その嘘一つでどれだけの人員が動いて、どれだけの人が危険な目にあったのだろうか。

「私自身もそのお告げがあったという時に祈祷の為に遠出をしておりまして、帰還した時にそのお告げの話をお聞きしました」

「教皇様には専属の部隊がいらっしゃるのではないのでしょうか?その者達が様子を探ることができなかったのでしょうか?」

「お恥ずかしながらその時自身の命も狙われておりまして、殆どの者を私の護衛につけておりました。それ故情報収集に穴が出てしまい重要な情報が入ってこなかったのです」

暗殺に情報収集。
精霊に確認して貰っていた人数を考えれば確かに情報に穴が空いてしまうのは仕方がないかもしれない。

大神官達も教皇に意図的に情報を隠して行動していただろうから、少しでも抜け穴があるとその抜け穴を突かれてしまう。
単純な人手不足と大神官側についている人が多すぎた事が原因だろう。

「知らなかったは今だからこそ言える発言だ。ネヴィはこうして生きているが何度も死にかけている。それを知らなかったの一言で片付けるのは許さない」

「知らないを免罪符にするつもりはありません」

教皇が立ち上がり天使の絵が描かれた場所の壁まで歩いて行った。
手がかざされると白い線が小さな四角を描いていった。

それは小さな扉だったようで教皇はその扉を開けると小さな箱を取り出した。
飾り気のないその箱を持ちながら、僕たちの元に戻ってきた。

「こちらの箱の中身は使用者の寿命を伸ばす薬が入っております」

聞いたこともない薬だ。
錬金術にハマって色んな薬を調べていた時期があったけど、そんな夢のような薬を聞いた事がない。

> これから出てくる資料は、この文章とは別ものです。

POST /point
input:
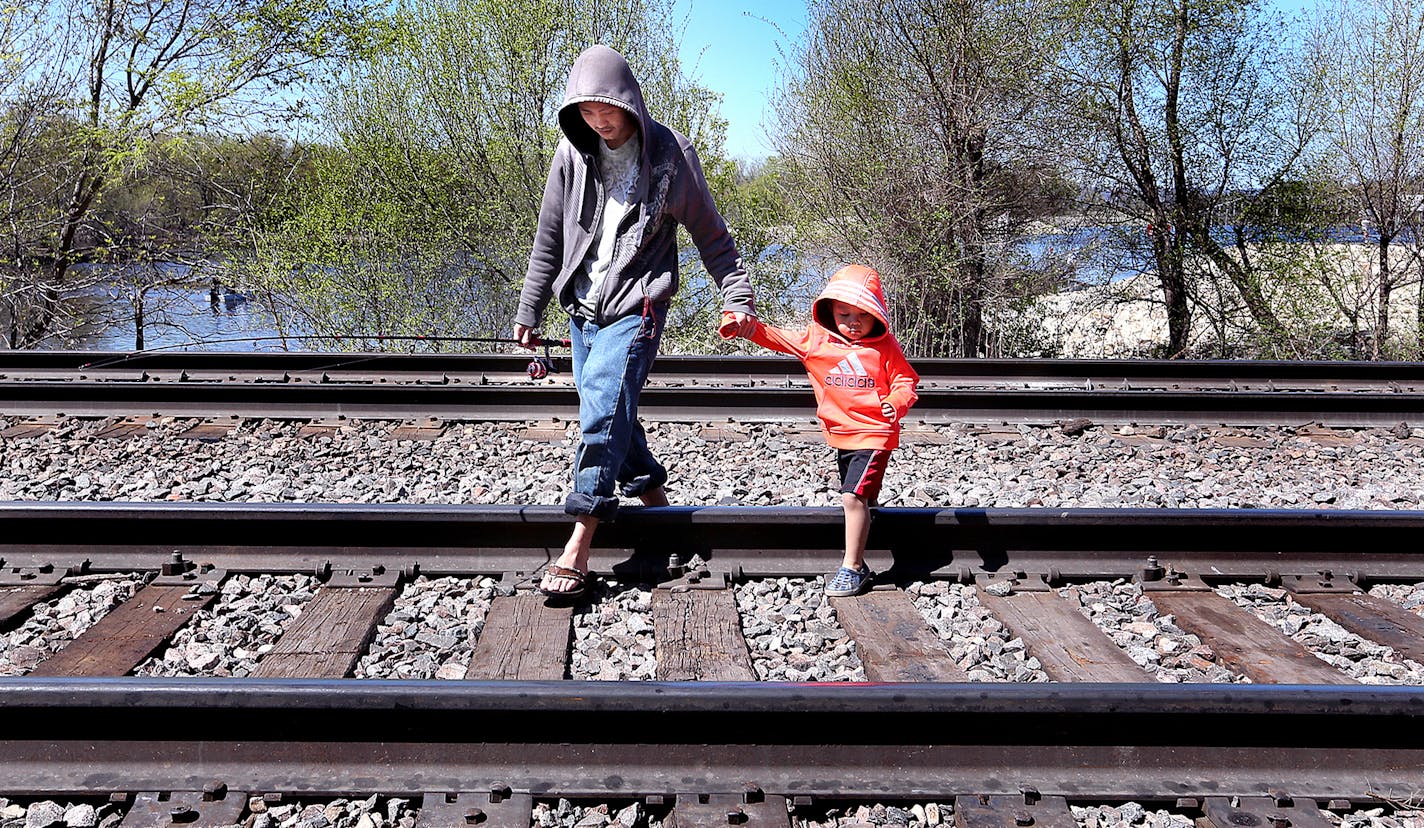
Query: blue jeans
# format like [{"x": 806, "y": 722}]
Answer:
[{"x": 611, "y": 364}]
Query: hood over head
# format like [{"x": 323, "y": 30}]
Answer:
[
  {"x": 600, "y": 76},
  {"x": 855, "y": 285}
]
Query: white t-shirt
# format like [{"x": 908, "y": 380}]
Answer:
[{"x": 620, "y": 173}]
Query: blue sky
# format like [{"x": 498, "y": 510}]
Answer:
[{"x": 731, "y": 46}]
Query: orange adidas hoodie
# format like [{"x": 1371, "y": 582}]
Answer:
[{"x": 850, "y": 379}]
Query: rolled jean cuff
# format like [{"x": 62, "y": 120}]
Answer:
[
  {"x": 642, "y": 485},
  {"x": 593, "y": 505}
]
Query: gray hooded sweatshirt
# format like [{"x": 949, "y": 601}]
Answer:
[{"x": 671, "y": 190}]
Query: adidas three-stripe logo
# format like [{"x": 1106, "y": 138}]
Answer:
[
  {"x": 849, "y": 372},
  {"x": 850, "y": 365}
]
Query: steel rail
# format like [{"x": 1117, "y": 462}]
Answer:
[
  {"x": 698, "y": 389},
  {"x": 966, "y": 545},
  {"x": 1206, "y": 372},
  {"x": 684, "y": 404},
  {"x": 628, "y": 740}
]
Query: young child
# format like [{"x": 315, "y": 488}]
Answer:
[{"x": 863, "y": 388}]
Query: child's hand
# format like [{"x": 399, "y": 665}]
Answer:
[{"x": 735, "y": 325}]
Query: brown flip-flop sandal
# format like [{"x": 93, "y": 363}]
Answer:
[{"x": 578, "y": 577}]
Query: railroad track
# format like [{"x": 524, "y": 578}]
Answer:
[
  {"x": 697, "y": 388},
  {"x": 707, "y": 743}
]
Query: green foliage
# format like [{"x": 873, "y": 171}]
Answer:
[
  {"x": 126, "y": 80},
  {"x": 909, "y": 131},
  {"x": 422, "y": 210}
]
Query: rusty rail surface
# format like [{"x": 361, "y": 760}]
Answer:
[
  {"x": 1359, "y": 546},
  {"x": 699, "y": 388}
]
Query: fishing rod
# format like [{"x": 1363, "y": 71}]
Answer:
[{"x": 538, "y": 366}]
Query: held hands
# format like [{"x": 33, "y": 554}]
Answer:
[
  {"x": 524, "y": 335},
  {"x": 735, "y": 324}
]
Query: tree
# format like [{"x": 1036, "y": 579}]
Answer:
[
  {"x": 1191, "y": 116},
  {"x": 1370, "y": 60},
  {"x": 121, "y": 73},
  {"x": 913, "y": 136},
  {"x": 426, "y": 187}
]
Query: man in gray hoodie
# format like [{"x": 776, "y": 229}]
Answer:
[{"x": 605, "y": 248}]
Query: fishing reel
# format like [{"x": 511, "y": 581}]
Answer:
[{"x": 543, "y": 365}]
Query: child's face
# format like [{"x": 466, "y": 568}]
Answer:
[
  {"x": 613, "y": 124},
  {"x": 852, "y": 322}
]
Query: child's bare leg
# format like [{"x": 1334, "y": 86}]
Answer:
[
  {"x": 576, "y": 555},
  {"x": 857, "y": 529}
]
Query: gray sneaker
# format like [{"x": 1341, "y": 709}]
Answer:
[{"x": 849, "y": 582}]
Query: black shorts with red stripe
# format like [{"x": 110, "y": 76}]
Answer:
[{"x": 862, "y": 471}]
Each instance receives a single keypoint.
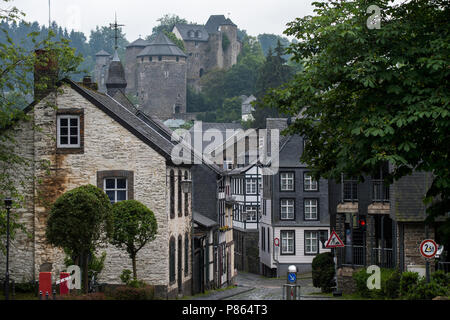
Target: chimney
(45, 73)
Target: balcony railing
(380, 192)
(350, 191)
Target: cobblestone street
(251, 286)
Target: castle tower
(116, 77)
(132, 51)
(161, 79)
(102, 61)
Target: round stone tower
(132, 51)
(161, 79)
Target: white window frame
(58, 132)
(311, 239)
(287, 178)
(250, 185)
(286, 204)
(310, 182)
(287, 238)
(115, 188)
(308, 209)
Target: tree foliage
(134, 226)
(17, 61)
(79, 221)
(367, 96)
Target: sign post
(335, 242)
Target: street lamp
(8, 205)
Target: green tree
(373, 95)
(17, 61)
(79, 220)
(134, 226)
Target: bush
(408, 281)
(130, 293)
(323, 271)
(360, 278)
(426, 291)
(25, 287)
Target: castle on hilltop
(158, 72)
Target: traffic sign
(276, 242)
(292, 277)
(334, 241)
(428, 248)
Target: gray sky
(139, 16)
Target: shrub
(391, 287)
(408, 281)
(130, 293)
(426, 291)
(323, 272)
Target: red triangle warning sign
(334, 241)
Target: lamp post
(8, 205)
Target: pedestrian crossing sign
(334, 241)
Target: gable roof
(199, 32)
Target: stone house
(87, 137)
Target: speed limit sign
(428, 248)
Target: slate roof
(161, 46)
(138, 43)
(186, 29)
(215, 21)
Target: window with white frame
(311, 242)
(250, 213)
(309, 183)
(250, 186)
(116, 189)
(68, 131)
(287, 181)
(287, 242)
(311, 207)
(287, 209)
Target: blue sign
(292, 277)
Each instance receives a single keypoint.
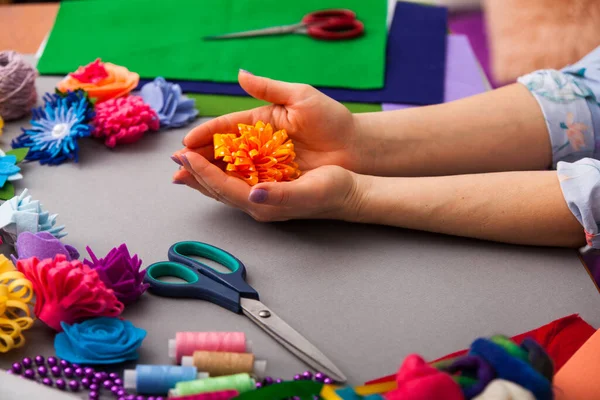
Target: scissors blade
(276, 30)
(290, 338)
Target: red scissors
(339, 24)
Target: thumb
(270, 90)
(297, 193)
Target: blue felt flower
(56, 127)
(173, 108)
(22, 214)
(101, 340)
(8, 168)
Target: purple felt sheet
(463, 74)
(473, 25)
(416, 51)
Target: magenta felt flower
(120, 272)
(124, 120)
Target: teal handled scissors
(230, 291)
(339, 24)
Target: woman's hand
(327, 192)
(323, 130)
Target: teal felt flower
(8, 168)
(101, 340)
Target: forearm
(512, 207)
(500, 130)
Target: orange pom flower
(102, 81)
(256, 154)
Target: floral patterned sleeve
(570, 102)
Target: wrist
(363, 144)
(356, 200)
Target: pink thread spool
(222, 395)
(186, 343)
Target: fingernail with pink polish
(185, 161)
(176, 160)
(258, 196)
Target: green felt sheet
(216, 105)
(165, 38)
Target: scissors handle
(236, 280)
(195, 286)
(337, 24)
(328, 15)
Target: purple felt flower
(120, 272)
(43, 245)
(173, 108)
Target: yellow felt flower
(16, 298)
(257, 154)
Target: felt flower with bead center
(257, 154)
(56, 128)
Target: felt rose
(43, 245)
(120, 272)
(173, 108)
(99, 341)
(102, 81)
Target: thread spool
(241, 382)
(225, 363)
(186, 343)
(221, 395)
(159, 379)
(17, 86)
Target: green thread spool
(240, 382)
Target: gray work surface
(365, 295)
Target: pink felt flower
(575, 132)
(68, 291)
(124, 120)
(417, 380)
(94, 72)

「ネヴィレント殿はハーフエルフで、ラグザンド殿は純血の吸血鬼であるとお聞きしております。寿命が二人を分つ事が明白ですので、私からのお詫びとしてこちらの薬をと思いました」

寿命が伸びるのは確かに嬉しいことだ。
だって僕はラグの半分も満たない寿命で死ぬのがわかっていたから。

この薬を使用すれば僕はラグと一緒に長い時間を過ごすことができる。
そんな美味しい話が真実であれば喉から手が出る程欲しい。